Journal Articles

Ligand Interaction Diagrams

Dr. Alex M. Clark
October 2006
Chemical Computing Group Inc.
 

Introduction

A 2D molecular display method has been added to MOE 2006 (Molecular Operating Environment), which is designed for viewing the active sites of protein:ligand complexes. The ligand is arranged and rendered using an enhanced version of the previously introduced 2D depiction layout algorithm, and the protein residues are arranged around it in order to indicate spatial proximity and hydrogen bonds. Additional interaction styles are used to render coordinated metals, bound solvent molecules, substitution proximity contour and solvent-accessible surface area. While optional parameters can be specified as input, generation of the diagram is entirely automated.

BIOTIN
3D Active Site 2D Diagram
3D Active Site2D Diagram

Methodology

The generation of Ligand Interaction diagrams in MOE differs from preceding efforts such as LIGPLOT [Wallace 1995] in that the diagram is produced with a high regard for aesthetics, and as a primary step the ligand itself is subjected to a layout procedure which is derived from the standalone 2D depiction algorithm, under additional constraints. The interacting residues are drawn as single units for purposes of clarity, and are positioned in order to try to impart as much indication of the relative 3D distances as possible, but with a heavily weighted preference for achieving a clear layout at the expense of strictly reproducing exact distances. When the layout is complete, the large amount of information content found in an active site is clearly and concisely annotated with visual cues.

Residue Interactions

Residues in the active site are identified in two steps: (1) receptor residues, ions and solvent molecules which have a strong interaction with the ligand, such as a favorable hydrogen-bonding interaction, and (2) receptor residues and ions which are close to the ligand, but whose interactions with the ligand are weak or diffuse, such as collective hydrophobic or electrostatic interactions.

Hydrogen bonds and chelated metal interactions are enumerated and scored by a pairwise comparison of heavy atoms, which includes parameters such as:

  • Atom types (element, hybridization, bonding environment)
  • Distance
  • In-plane and out-of-plane angles of substituents

For certain atom pair combinations (e.g. secondary amine nitrogen and carbonyl oxygen), a hydrogen bond is considered possible and a scoring function is defined, having been trained on large quantities of protein data using contact statistics [Labute 2001]. The score is expressed as a percentage probability, where 10% would be considered a significant likelihood of being a strong hydrogen bond, whereas 1% would be considered relatively weak. The default minimum cutoff is set at 10%, but may be modified by the user.

Solvent molecules such as water are often computational or crystallographic artifacts, and are excluded from the diagram unless they are anchored by at least two qualifying hydrogen bonds, one to the ligand and one to the receptor.

Chelated metal ions are identified by a similar technique, with a different set of parameters.

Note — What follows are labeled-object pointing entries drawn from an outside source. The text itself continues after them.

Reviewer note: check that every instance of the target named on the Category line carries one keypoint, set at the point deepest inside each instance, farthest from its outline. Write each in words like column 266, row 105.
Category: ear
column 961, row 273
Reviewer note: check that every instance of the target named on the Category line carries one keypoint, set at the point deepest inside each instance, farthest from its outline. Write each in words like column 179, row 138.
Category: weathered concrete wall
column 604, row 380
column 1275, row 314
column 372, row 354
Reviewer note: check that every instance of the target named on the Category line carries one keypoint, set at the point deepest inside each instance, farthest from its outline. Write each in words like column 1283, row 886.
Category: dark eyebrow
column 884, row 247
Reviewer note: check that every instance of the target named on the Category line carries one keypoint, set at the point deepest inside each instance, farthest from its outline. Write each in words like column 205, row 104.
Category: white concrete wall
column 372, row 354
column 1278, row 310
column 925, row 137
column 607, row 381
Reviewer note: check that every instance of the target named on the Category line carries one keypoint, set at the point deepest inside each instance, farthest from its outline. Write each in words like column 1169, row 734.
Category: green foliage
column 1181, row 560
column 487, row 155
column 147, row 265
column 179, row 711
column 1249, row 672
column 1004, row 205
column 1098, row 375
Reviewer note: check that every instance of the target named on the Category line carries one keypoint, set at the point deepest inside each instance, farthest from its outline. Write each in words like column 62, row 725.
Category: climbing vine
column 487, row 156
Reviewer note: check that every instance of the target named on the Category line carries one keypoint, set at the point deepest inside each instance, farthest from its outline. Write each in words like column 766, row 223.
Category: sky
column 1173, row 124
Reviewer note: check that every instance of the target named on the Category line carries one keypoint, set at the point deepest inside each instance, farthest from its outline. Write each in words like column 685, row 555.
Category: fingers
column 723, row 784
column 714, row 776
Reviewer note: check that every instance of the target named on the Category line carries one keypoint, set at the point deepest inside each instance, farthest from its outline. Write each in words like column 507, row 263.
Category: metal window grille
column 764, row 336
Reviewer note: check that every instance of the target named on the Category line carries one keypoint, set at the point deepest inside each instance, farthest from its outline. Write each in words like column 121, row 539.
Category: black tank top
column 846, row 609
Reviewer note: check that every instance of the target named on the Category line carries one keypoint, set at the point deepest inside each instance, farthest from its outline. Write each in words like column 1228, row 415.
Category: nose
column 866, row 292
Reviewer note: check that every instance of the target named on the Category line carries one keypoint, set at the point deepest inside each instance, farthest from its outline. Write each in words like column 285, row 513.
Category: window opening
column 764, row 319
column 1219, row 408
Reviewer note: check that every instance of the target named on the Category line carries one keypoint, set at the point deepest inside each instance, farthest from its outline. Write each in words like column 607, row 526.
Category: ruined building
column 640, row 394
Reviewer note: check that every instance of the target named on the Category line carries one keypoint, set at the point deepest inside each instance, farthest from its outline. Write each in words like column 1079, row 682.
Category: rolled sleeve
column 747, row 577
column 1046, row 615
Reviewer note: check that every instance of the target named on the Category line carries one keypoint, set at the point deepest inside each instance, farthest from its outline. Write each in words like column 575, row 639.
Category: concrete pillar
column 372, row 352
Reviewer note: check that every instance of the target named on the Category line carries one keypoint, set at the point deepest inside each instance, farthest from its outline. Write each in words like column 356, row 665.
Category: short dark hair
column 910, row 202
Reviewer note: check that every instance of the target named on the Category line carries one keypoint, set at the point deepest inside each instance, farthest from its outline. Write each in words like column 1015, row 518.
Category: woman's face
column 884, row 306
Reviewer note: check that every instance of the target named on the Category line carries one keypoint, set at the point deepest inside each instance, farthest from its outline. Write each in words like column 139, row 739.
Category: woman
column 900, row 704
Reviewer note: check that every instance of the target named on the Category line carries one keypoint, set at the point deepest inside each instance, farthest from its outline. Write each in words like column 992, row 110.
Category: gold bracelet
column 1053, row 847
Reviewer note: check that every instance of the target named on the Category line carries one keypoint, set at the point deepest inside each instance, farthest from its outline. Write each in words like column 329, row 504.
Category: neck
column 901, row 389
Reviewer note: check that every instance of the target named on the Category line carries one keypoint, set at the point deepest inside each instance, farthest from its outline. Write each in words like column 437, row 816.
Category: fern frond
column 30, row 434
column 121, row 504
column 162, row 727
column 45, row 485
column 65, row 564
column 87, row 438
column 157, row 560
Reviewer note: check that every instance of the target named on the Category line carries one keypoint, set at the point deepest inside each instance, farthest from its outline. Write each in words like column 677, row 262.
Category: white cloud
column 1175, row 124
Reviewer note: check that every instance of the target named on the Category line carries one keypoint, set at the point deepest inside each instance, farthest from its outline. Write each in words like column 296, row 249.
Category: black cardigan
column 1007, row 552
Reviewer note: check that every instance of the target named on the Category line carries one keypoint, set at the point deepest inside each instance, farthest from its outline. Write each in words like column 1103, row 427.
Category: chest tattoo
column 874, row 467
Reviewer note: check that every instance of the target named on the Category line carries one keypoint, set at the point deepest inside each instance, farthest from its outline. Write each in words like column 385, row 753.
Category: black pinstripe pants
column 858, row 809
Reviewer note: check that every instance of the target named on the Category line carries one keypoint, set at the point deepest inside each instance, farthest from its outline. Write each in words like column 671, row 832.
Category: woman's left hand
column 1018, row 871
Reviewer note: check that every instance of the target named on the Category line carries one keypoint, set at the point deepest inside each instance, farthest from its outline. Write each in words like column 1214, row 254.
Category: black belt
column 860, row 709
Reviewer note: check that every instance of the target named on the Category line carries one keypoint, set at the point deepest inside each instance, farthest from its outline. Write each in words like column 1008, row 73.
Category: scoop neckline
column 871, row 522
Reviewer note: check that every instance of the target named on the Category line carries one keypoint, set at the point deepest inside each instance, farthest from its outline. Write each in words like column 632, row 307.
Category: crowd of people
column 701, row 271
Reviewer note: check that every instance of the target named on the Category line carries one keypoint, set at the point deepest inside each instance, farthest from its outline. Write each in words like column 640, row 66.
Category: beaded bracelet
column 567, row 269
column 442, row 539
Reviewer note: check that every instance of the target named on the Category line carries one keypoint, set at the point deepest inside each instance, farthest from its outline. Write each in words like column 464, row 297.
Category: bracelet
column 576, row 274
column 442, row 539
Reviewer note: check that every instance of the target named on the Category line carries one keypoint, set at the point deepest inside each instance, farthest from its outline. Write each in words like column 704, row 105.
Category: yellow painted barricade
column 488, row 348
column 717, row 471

Receptor residues and ions which remain may be included in the diagram as second-tier entities, if they are sufficiently close to the ligand. The method used to include residues is to define a maximum distance between heavy atoms of the ligand and receptor as 4.5 Å. Any residue with a heavy atom this close qualifies. The distance is then extended to 4.6 Å, within which range a residue must have two atoms, and so on, out to 10 atoms at 5.4 Å. This simplistic criterion is sufficient for selecting residues for inclusion in the diagram, prior to a more quantitative definition of diffuse interactions, which will be established subsequently.

Ligand Layout

We have previously described a method for reliably producing aesthetically high quality 2D layouts for small molecules [Clark 2006], which has been available since MOE 2005. In MOE 2006, there is an additional capability for providing a bias function to influence the desirability of each proposed 2D layout. The Ligand Interactions algorithm exploits this feature in order to encourage the selection of interatomic distances such that the 2D layout is similar to the 3D conformation. The magnitude of the scoring function is scaled such that it is sufficiently large to override the scoring method which the depiction layout uses internally for nonbonded repulsion, but not large enough to force the depiction layout algorithm to enter disaster recovery mode.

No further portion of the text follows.